15. We firstly considered the action Mr A wants against the doctors. Some complaints can be looked at by both us and another complaint handler. We usually consider that only one investigation should take place and therefore decide which organisation is more appropriate to do so.
16. There will be occasions when we decide that there are other reasons why we should not investigate a complaint made to us. This includes if someone wants an outcome that we would not be able to achieve or if an organisation is considering the same issues (such as the General Medical Council). In which case, it is appropriate for us to wait for the outcome of its work first.
17. We have spoken with Mr A to understand his circumstances and the outcomes he wants from his complaint. Mr A told us he wants action taken against each doctor involved in his care. He told us he does not feel they should be able to provide care to patients, they should be taken off the register and wants an investigation into criminal actions. He also wants a financial remedy.
18. Mr A told us that he feels his surgeon at Dorset County Hospital NHS Foundation Trust turned all the other doctors and paramedics against him. He said there should be repercussions for them all, he believes they are corrupt and acting illegally.
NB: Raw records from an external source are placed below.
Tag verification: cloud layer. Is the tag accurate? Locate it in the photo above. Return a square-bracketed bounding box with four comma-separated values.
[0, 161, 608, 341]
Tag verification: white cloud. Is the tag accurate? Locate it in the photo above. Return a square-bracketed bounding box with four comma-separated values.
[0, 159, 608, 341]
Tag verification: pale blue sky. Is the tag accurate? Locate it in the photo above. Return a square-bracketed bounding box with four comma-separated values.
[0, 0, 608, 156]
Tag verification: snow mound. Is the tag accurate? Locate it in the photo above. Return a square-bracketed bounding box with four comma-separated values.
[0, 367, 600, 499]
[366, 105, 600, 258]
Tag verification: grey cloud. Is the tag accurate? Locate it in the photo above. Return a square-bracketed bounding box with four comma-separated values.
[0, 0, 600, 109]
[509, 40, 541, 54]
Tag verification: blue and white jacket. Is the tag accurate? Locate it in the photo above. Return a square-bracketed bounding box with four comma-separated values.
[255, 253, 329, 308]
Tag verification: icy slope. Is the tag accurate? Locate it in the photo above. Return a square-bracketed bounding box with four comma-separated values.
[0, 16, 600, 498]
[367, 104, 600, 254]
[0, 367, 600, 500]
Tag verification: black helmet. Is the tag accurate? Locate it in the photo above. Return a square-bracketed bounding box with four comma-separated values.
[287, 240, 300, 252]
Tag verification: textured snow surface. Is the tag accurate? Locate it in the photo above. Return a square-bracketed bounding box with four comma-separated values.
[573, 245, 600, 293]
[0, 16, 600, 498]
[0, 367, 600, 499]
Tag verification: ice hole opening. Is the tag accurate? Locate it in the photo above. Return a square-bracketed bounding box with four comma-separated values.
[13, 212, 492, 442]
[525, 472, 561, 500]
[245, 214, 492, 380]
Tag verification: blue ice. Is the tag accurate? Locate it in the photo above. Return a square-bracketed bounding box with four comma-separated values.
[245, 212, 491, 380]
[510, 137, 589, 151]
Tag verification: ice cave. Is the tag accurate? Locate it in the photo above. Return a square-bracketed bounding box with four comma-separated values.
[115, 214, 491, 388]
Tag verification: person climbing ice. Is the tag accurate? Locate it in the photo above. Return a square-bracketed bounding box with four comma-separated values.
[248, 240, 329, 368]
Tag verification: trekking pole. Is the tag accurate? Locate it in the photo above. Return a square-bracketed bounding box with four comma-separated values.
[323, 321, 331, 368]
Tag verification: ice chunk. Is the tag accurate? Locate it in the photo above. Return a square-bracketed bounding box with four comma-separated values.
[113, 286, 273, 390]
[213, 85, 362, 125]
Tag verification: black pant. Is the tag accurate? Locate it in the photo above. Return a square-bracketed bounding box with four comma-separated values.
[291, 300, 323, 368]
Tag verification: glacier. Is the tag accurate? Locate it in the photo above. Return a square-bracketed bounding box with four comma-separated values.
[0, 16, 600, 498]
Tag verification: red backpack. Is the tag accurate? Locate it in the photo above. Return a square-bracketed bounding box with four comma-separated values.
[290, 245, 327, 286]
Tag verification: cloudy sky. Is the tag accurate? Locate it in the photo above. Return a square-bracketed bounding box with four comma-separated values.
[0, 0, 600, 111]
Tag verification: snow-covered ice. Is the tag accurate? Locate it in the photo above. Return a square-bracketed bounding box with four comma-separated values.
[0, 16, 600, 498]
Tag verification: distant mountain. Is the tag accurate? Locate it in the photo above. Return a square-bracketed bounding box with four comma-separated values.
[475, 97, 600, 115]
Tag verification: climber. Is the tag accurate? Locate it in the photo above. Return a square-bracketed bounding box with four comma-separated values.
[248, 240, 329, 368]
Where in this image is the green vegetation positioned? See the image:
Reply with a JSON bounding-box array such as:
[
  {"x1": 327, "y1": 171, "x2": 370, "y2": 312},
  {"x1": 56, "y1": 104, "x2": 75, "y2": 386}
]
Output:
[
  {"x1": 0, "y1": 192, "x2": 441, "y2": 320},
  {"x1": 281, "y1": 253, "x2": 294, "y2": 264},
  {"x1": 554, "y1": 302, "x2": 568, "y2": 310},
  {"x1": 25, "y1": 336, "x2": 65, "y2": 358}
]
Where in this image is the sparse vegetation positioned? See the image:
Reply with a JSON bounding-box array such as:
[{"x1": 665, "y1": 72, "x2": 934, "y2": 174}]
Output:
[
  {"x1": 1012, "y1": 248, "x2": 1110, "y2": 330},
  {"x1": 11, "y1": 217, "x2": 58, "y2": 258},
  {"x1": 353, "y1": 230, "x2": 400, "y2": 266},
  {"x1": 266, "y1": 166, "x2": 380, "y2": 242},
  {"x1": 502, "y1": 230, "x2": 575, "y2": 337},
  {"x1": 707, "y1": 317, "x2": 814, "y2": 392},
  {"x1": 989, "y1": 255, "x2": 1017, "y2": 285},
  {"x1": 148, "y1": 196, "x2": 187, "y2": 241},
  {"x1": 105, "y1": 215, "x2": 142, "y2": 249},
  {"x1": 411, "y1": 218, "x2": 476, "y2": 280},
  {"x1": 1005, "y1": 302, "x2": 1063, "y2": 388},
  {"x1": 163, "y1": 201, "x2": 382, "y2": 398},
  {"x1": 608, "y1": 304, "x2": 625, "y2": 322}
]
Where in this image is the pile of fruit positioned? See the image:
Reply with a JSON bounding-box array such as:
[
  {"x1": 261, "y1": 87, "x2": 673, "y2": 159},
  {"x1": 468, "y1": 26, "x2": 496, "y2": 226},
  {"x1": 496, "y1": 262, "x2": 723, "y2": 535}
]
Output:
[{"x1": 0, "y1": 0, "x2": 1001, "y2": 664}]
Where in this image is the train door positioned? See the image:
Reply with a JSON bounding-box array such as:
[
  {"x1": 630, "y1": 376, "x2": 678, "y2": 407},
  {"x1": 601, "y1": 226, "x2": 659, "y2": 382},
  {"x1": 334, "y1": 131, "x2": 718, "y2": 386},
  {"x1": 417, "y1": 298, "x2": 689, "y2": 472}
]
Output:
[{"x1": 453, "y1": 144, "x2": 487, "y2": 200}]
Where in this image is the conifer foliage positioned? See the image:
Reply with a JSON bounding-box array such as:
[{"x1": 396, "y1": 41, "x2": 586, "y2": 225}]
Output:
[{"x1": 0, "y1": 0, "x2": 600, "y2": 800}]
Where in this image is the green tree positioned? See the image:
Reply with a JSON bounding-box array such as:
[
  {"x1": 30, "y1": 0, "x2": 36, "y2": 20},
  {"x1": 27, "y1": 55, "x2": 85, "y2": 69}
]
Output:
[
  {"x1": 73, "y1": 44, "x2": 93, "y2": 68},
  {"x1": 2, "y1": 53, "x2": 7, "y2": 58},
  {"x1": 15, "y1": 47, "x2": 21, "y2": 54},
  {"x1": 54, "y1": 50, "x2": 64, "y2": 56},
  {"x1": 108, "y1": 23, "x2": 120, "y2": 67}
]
19. We appreciate Mr A has been in pain and is extremely frustrated by the events and the doctors involved. We cannot make recommendations about individual healthcare professionals, and we cannot consider any criminal behaviour. As these are outcomes he wants, Mr A will need to contact the professional regulators. This will be the General Medical Council (GMC) for the doctors involved and the Health and Care Professionals Council (HCPC) for the paramedics involved. Both organisations will be better suited to consider the actions taken by those individuals, their fitness to practice and any actions needed.
20. We then considered the financial remedy Mr A is asking for. We asked him what outcome was more important to him. He told us he wants the doctors held responsible and taken off the register. Even though this was most important to him, he still seeks a financial payment.
21. We asked Mr A how much he is looking for and he told us that no amount of money would change the pain he has been in. He said ‘£10,000 would not even touch it’ and he is out of pocket for travel expenses and has paid privately for treatment with a chiropractor.
22. The law says we cannot investigate if there is, or was a legal someone could pursue, unless it is not reasonable for them to do so. We do not consider whether legal action would succeed but whether it would be a reasonable option to look in to.
23. It is our understanding that a clinical negligence claim may be available to Mr A because he says the delays and lack of treatment have led to ongoing mobility issues, pain and discomfort. He says the surgery in April 2023 led to worsening problems and explained he has paid privately for treatment.
24. Mr A explained he has discussed his case with a criminal solicitor, who was unable to help. He has not spoken to a clinical negligence solicitor.
25. Because he has already been able to speak to a criminal solicitor, there are no barriers to him speaking to a solicitor specialising in clinical negligence. Most of these claims are funded by way of no win no fee agreements which would not incur any upfront costs. There does not appear to be any concerns about this type of funding.
26. Although Mr A is not able to specify an exact figure, it seems he is looking for a significant sum above £10,000. While we can make recommendations on investigation for financial remedies, the amounts we recommend are typically modest when compared with what legal action can achieve. We do not achieve financial outcomes like the courts do.
27. On this basis it is therefore appropriate for Mr A to speak to a solicitor before he asks us to consider his concerns about his care and treatment. If he is unsuccessful in pursuing legal action or is unable to achieve the outcomes he wants, he can bring his complaint back to us to consider. We cannot look at concerns a court, the GMC or HCPC has already examined, but we can consider if there is anything remaining, we can look at, and if there are any other outcomes we may be able to achieve for him.
28. We do not think Mr A would be able to make a legal claim in relation to the distress caused by the communication with his son and the information about his alcohol and drug use. However, as these are closely linked to his main concerns it would not be appropriate for us to look at these elements of his complaint in isolation. We would not be able to achieve the outcomes he is seeking from looking at this part of the complaint only. This is because Mr A says his main concern is the lack of treatment and that he has been left with mobility issues and pain. It is also possible that he may obtain answers through any legal action and speaking to the GMC and HCPC.
29. Should Mr A want to bring his complaint back to us, he should do so as promptly as he can. This is because we have a time limit for looking at complaints which is 12 months from the date the person was aware they had reason to complain. We do have some discretion when applying our time limit but there must be good reason for us to put this to one side.
30. We thank Mr A for bringing his complaint to us for us to consider. We hope this decision statement clearly explains our reasoning.